Jackie Kennedy tapes reveal personal side

Audiotapes set to be released Wednesday offer fresh insight into the life and personality of Jacqueline Kennedy, the former president's wife who had a unique vantage point on many seminal historical events from the 1960s, including the Cuban Missile Crisis.

Audiotapes set to be released Wednesday offer fresh insight into the life and personality of Jacqueline Kennedy, the former president's wife who had a unique vantage point on many seminal historical events from the 1960s, including the Cuban Missile Crisis.

The eight hours of recordings were created in 1964, when Kennedy sat down with historian and former White House aide Arthur Schlesinger Jr. mere months after the assassination of her husband, John F. Kennedy, on Nov. 22, 1963.

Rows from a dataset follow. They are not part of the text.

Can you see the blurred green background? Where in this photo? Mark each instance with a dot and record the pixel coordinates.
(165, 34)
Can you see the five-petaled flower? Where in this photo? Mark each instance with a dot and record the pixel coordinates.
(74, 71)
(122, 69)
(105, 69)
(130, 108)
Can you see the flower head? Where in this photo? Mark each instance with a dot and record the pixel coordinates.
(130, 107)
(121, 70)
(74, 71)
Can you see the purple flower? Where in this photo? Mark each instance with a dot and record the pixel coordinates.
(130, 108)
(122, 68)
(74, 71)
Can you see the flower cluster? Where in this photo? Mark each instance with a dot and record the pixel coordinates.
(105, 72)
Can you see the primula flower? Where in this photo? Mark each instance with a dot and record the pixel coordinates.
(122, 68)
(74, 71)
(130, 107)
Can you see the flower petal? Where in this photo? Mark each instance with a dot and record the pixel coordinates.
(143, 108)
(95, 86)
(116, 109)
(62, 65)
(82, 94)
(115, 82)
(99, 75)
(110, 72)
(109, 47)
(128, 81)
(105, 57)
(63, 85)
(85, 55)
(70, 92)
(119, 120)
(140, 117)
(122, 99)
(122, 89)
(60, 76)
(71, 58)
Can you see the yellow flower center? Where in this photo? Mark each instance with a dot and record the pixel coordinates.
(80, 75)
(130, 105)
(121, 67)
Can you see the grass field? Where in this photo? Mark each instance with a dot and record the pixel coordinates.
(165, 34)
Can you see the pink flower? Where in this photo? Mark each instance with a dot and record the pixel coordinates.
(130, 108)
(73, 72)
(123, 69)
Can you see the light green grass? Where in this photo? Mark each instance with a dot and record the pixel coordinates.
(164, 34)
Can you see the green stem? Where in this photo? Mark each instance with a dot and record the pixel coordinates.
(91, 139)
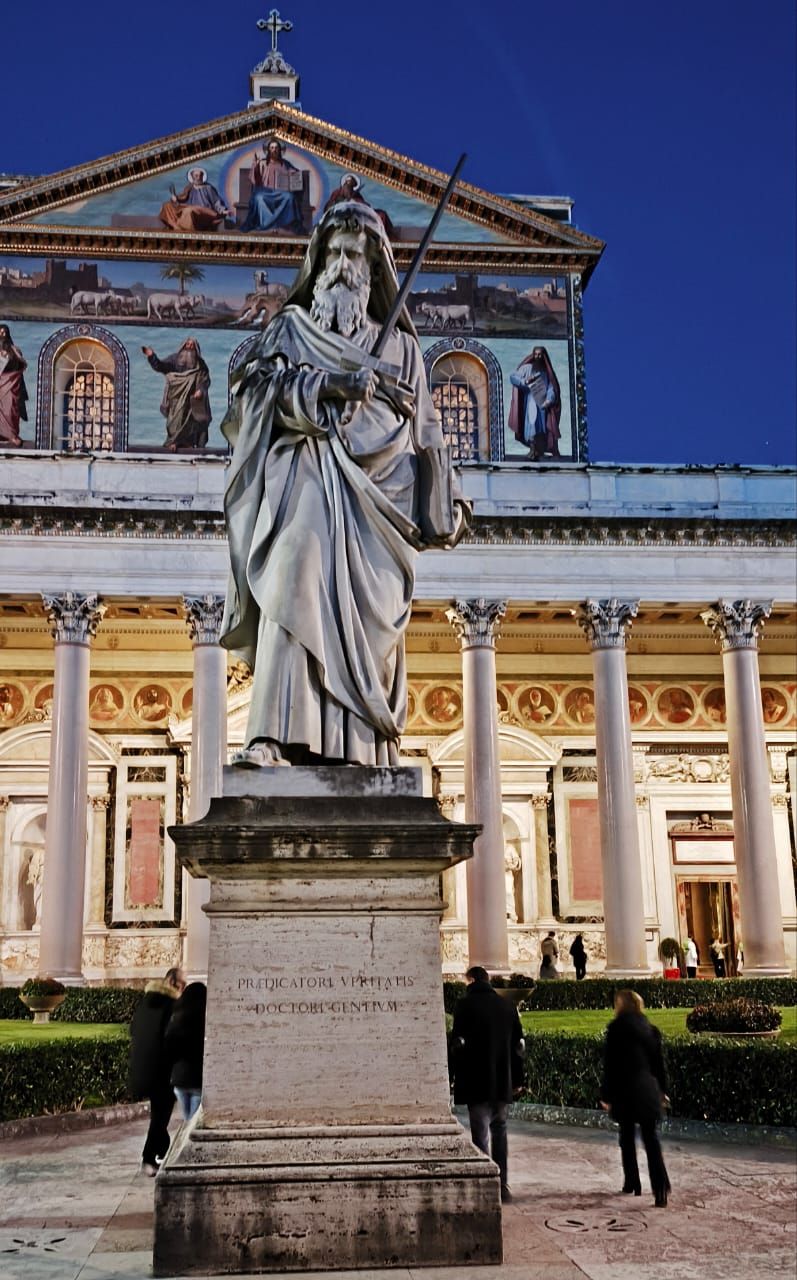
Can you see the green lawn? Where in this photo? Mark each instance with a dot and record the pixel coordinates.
(18, 1032)
(592, 1022)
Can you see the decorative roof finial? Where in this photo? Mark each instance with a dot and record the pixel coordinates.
(274, 23)
(274, 78)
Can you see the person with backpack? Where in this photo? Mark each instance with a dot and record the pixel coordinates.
(150, 1065)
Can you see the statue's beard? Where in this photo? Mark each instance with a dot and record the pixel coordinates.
(340, 298)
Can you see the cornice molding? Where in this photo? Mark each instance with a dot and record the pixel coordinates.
(110, 242)
(110, 521)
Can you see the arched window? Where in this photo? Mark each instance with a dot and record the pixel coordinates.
(466, 387)
(459, 394)
(83, 397)
(82, 392)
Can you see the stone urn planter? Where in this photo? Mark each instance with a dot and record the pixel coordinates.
(42, 996)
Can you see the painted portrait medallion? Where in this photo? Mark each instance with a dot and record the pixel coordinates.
(676, 705)
(152, 703)
(536, 705)
(443, 704)
(580, 705)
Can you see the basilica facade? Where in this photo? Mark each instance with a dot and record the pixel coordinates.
(601, 673)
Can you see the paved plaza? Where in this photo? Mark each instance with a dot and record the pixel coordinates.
(73, 1206)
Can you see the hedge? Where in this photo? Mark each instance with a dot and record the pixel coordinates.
(82, 1005)
(62, 1075)
(727, 1082)
(656, 992)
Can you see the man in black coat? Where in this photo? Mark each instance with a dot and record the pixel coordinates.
(150, 1064)
(488, 1065)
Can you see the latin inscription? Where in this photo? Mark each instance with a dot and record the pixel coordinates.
(352, 995)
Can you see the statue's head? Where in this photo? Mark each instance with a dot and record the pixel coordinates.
(348, 270)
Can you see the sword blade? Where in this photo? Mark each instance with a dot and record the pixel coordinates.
(415, 266)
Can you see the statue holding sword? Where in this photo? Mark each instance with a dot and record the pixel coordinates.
(339, 478)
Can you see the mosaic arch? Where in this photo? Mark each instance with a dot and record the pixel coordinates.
(91, 336)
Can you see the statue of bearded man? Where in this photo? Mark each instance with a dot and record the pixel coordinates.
(338, 480)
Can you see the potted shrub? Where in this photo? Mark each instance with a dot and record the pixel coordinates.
(740, 1016)
(669, 954)
(41, 996)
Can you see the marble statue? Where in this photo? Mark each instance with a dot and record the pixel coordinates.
(36, 865)
(512, 869)
(339, 478)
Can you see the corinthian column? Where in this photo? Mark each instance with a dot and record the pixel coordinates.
(736, 626)
(73, 621)
(207, 754)
(605, 624)
(476, 625)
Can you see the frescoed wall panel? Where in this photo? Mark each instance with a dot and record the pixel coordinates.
(517, 325)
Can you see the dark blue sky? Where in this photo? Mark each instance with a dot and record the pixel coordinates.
(669, 122)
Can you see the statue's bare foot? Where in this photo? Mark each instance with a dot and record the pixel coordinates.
(260, 755)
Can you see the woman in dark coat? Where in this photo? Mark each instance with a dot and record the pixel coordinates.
(184, 1042)
(633, 1091)
(580, 956)
(150, 1063)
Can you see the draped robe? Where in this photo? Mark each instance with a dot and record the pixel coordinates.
(324, 529)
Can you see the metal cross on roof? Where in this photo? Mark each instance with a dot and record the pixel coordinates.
(274, 23)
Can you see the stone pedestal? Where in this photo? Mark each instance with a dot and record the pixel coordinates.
(325, 1139)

They were set to be released 50 years after her death, but her daughter, Caroline Kennedy, decided to make them public now.

The recordings reveal a side of her only friends and family knew — funny and inquisitive, canny and cutting.

The tapes are set to be released with the new book Jacqueline Kennedy: Historic Conversations on Life With John F. Kennedy.

The book is part of a celebration of the 50th anniversary of Kennedy's first year in office. Jacqueline Kennedy died in 1994, and Schlesinger in 2007.

At the time, the former president's wife was not yet the jet-setting celebrity of the late 1960s or the literary editor of the 1970s and 1980s. But she was also nothing like the soft-spoken fashion icon of the three previous years.

She was in her mid-30s, recently widowed, but dry-eyed and determined to set down her thoughts for history.

'Please don't send me to Camp David'

During one conversation, Kennedy recounts how she was unwilling to leave her husband during the Cuban Missile Crisis, despite the danger to herself and her family.

"I said, ‘Please don’t send me away to Camp David, me and the children. Please don’t send me anywhere, if anything happens we’re all just going to stay right here with you,’" she says in the tapes.

In another exchange with Schlesinger, she describes how her style drew criticism from the press. She was fashionable; she challenged the notion of what an American housewife should be; and she spoke French, which was regarded at the time as a liability.

"I was never any different once I was in the White House than I was before, but the press made you different," she said, adding that she was expected to "bake bread with flour up to [her] arms."

"You know everyone thought I was a snob and hated politics," she said. "Well Jack never made me feel like I was a liability to him, but I was."

She also offers insight into JFK, saying he wept openly over world events, particularly the failed Bay of Pigs invasion.

Jackie Kennedy also describes some world leaders in unflattering terms.

She says Indira Gandhi, who was elected India’s prime minister in 1966, was "pushy" and "bitter." Charles de Gaulle was an "egomaniac." And Martin Luther King Jr. was phoney, according to Kennedy.

She was especially hard on Lyndon Johnson, who had competed bitterly with her husband for the presidency in 1960.

There are no spectacular revelations in the Schlesinger discussions and virtually nothing about JFK's assassination. Kennedy's health problems and his extramarital affairs were still years from public knowledge and from the knowledge of aides such as Schlesinger.